Lawrence D. Cohen, the film’s screenwriter, then partnered with Michael Gore (yes, that’s his real name) to create the musical, which, surprisingly, was first, produced by the Royal Shakespeare Company in Stratford-upon-Avon, England, in 1988. From Wikipedia: “The production was plagued with script and technical problems. The crew was unable to douse [Carrie] with fake blood without causing her microphone to malfunction”. Rewrite followed rewrite. The star resigned after nearly being decapitated by a set piece but was persuaded to stay on until a replacement could be found.
Undaunted, Carrie The Musical opened on Broadway later in 1988; curtain calls were received with “a raucous mixture of cheers and boos.” It closed after sixteen previews and five performances and is considered one of the most expensive musical theatre disasters of all time.
In 2012, Carrie The Musical, heavily rewritten, was revived for Broadway where it only ran for a month but it’s creators said they had achieved what they set out to do: “to rescue Carrie from oblivion and to give her new life”.
Carrie is back. And she’s taking sweet – bloody sweet – revenge night after night at the Jericho Arts Centre.

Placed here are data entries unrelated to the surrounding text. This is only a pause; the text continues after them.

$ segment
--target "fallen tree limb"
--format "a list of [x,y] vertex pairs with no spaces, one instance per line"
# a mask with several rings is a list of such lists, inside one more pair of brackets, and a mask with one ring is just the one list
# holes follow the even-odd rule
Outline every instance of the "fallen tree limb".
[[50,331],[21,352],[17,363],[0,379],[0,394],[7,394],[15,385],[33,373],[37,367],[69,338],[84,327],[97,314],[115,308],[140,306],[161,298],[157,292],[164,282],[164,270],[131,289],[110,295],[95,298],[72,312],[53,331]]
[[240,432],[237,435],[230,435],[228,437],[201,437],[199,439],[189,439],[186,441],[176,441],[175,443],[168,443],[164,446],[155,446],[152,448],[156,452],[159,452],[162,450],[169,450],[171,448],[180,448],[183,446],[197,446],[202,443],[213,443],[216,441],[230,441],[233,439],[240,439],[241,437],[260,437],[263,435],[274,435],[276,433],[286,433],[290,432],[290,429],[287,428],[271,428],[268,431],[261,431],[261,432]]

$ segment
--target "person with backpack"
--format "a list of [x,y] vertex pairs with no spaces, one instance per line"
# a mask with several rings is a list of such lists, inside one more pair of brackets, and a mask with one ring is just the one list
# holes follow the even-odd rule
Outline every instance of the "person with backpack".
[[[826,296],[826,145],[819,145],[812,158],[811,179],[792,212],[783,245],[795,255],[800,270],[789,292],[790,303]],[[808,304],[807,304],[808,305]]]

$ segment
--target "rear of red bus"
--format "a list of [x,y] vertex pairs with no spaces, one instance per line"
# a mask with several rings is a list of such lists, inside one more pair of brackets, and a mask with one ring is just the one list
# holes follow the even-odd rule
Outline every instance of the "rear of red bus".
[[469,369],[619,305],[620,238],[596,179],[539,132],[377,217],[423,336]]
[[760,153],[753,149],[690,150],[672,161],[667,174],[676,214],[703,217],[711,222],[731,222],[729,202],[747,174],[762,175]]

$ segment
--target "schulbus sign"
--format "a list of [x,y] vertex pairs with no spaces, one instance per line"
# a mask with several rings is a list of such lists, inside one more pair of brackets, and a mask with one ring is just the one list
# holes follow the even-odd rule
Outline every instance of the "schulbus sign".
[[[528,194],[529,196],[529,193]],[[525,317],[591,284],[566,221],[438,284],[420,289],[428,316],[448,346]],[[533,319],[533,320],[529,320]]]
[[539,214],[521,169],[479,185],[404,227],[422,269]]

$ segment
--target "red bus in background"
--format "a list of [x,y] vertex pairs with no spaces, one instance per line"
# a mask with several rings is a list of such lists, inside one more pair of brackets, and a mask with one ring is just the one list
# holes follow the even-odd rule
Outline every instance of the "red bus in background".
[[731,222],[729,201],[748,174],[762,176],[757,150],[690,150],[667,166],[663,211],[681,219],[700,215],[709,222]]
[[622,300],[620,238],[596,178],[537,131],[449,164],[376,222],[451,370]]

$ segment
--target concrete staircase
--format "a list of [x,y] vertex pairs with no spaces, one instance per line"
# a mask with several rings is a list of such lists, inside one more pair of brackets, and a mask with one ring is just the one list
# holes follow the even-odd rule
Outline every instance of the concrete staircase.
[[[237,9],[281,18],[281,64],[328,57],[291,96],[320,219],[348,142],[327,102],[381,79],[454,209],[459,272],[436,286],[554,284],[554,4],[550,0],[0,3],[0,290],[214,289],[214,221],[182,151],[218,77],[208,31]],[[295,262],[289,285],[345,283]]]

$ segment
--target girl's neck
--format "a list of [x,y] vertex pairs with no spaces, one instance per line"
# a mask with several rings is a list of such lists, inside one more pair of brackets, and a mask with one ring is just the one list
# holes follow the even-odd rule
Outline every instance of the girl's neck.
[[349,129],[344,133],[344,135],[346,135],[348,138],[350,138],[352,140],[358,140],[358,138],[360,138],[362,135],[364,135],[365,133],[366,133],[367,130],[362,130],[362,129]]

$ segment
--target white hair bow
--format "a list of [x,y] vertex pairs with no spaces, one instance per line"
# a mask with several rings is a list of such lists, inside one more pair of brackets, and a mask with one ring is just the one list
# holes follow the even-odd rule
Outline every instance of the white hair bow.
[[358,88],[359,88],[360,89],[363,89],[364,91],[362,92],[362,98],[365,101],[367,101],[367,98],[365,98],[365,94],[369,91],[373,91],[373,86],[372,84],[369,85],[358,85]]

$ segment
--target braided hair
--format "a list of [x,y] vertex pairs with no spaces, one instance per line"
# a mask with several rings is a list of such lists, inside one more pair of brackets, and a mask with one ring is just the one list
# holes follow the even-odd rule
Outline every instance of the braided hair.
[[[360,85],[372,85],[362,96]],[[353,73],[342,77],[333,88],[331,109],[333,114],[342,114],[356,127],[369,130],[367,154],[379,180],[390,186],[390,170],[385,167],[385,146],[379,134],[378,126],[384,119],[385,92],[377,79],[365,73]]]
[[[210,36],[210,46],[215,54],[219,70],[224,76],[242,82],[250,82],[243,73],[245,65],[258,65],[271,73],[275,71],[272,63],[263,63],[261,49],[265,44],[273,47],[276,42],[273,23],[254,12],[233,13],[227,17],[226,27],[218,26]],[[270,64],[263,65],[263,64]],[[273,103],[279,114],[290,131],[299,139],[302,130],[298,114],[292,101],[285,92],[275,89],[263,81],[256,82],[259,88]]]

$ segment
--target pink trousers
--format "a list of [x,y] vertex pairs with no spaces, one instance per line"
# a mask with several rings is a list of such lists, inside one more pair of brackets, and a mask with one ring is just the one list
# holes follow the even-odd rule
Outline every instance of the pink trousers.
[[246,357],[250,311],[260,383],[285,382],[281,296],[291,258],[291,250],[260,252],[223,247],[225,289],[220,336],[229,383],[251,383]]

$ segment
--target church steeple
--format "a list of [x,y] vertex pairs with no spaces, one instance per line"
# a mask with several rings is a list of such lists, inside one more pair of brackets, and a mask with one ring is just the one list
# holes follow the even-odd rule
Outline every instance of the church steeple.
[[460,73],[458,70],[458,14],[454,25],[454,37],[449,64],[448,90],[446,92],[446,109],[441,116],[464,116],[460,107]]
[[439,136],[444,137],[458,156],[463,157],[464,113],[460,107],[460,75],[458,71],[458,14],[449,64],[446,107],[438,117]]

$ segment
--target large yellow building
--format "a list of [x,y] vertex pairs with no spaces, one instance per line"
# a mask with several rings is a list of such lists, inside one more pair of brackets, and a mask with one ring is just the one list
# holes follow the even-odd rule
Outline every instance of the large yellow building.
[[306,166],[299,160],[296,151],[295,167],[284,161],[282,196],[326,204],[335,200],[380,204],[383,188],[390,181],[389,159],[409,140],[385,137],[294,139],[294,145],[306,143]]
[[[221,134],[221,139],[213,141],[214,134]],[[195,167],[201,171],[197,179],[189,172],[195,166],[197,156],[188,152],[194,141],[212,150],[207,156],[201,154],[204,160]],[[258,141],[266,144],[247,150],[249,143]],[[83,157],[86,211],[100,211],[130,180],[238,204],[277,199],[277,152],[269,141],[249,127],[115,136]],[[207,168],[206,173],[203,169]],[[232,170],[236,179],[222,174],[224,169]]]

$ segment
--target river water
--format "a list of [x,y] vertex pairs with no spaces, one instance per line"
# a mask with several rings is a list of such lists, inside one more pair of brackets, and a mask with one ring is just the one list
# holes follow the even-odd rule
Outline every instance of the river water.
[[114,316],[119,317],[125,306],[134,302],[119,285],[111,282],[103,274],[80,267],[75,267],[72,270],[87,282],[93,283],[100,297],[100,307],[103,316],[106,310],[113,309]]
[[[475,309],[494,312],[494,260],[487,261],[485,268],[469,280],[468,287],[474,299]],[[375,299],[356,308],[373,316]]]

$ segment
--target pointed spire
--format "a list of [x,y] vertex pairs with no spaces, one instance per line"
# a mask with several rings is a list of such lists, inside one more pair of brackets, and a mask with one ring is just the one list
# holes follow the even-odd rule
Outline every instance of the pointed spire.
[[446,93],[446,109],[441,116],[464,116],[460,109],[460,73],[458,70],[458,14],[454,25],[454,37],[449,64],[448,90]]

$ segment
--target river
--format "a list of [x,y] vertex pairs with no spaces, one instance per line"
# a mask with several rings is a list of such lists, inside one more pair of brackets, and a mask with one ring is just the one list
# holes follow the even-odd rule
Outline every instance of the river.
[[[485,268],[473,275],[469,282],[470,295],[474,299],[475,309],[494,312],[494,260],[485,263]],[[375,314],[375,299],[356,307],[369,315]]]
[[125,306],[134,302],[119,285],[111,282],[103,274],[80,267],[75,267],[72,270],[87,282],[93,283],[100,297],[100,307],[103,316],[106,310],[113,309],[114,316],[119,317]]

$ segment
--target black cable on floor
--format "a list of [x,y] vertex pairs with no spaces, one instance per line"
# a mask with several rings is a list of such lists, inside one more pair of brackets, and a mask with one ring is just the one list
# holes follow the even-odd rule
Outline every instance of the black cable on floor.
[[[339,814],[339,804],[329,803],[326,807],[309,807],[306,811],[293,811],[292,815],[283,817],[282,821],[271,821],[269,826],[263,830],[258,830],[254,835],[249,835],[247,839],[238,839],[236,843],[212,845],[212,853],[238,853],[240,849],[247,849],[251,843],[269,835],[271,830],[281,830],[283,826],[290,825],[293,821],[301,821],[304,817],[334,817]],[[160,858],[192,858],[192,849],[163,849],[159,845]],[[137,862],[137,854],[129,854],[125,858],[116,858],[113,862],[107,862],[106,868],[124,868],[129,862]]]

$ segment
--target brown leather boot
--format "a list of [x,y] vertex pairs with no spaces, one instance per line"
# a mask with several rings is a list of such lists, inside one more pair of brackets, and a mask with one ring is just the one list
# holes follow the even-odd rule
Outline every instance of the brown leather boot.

This Fighting Chance Production (in association with Nathan Gardner and Danny Brooke and Renegade Arts Company) has a cast of fourteen, a production team of twenty and a live five-piece orchestra, under conductor/keyboardist Caitlin Hayes, making it a big show in a small space. That works well for this all-but-one non-professional cast and crew. Ryan Mooney, artistic director of Fighting Chance Productions directs, and, much as he did with his production of Spring Awakening, focuses on teenage angst: fitting in, looking cool and dealing with peer pressure. Teenagers will really ‘get’ this show.
Grace Newson’s choreography is angular and sharply well-executed; the set, a surround of canvasses on which CARRIE is repeatedly scrawled, is obviously low in production value but it works; and staging the show alley-style with shallow banks of seats on the east and west sides of the theatre makes for in-your-face intimacy.
The songs are not memorable but they’re accessible: most of the time you can hear the words and the music isn’t out of reach of these young singers. The night I went, however, a number of performers were a bit off their mark and occasionally the orchestra was too loud for a singer with a small voice to make herself heard.
Ranae Miller, as Carrie, is the star of this production: her Carrie is so tentative, so shy and so full of longing it makes your heart ache. Miller’s voice is clear and clean from the moment she sings “Carrie”, after being called “Scary Carrie” by her schoolmates, to the penultimate closing number, “The Destruction”. Riley Qualtieri is an engaging, openhearted Tommy Ross who, although Sue’s boyfriend, agrees to take Carrie to the prom as a way of making up for the vicious bullying by his classmates.
The musical begins and ends with Sue (Tegan Verheul) in an interrogation room following the bloodbath at the prom. Verheul, a lovely soprano, is very appealing as the decent, guilt-plagued teenager who takes a stand against Carrie’s attackers led by Chris (Emily Canavan, who really rocks the Arts Centre with songs like “The World According to Chris”).
Always troublesome are roles like Carrie’s mother Margaret (Sabrina Prada). A religious fanatic who claims she only wants the best for her daughter, it’s hard to see how shoving a knife into Carrie is in the child’s best interest. “When There’s No One”, a song Margaret sings to attempt to keep Carrie from the prom should be a tear jerker – and for some, perhaps it is – but it’s such a wank, I suspect we’re all relieved when Carrie turns her telekinetic powers against dear old mom and goes to the front door where Tommy waits, bracelet corsage in hand and quite overwhelmed to see how beautiful Carrie really is.
A lovely surprise is Keri Smith as Miss Gardiner, the girls’ gym teacher. One of the best songs of the show is “Unsuspecting Hearts”, beautifully sung by Smith and Miller.
It’s a curious musical, no doubt about it. But teenagers should love it and, right before Hallowe’en, it’s a great time to see it. Beware the pig’s blood.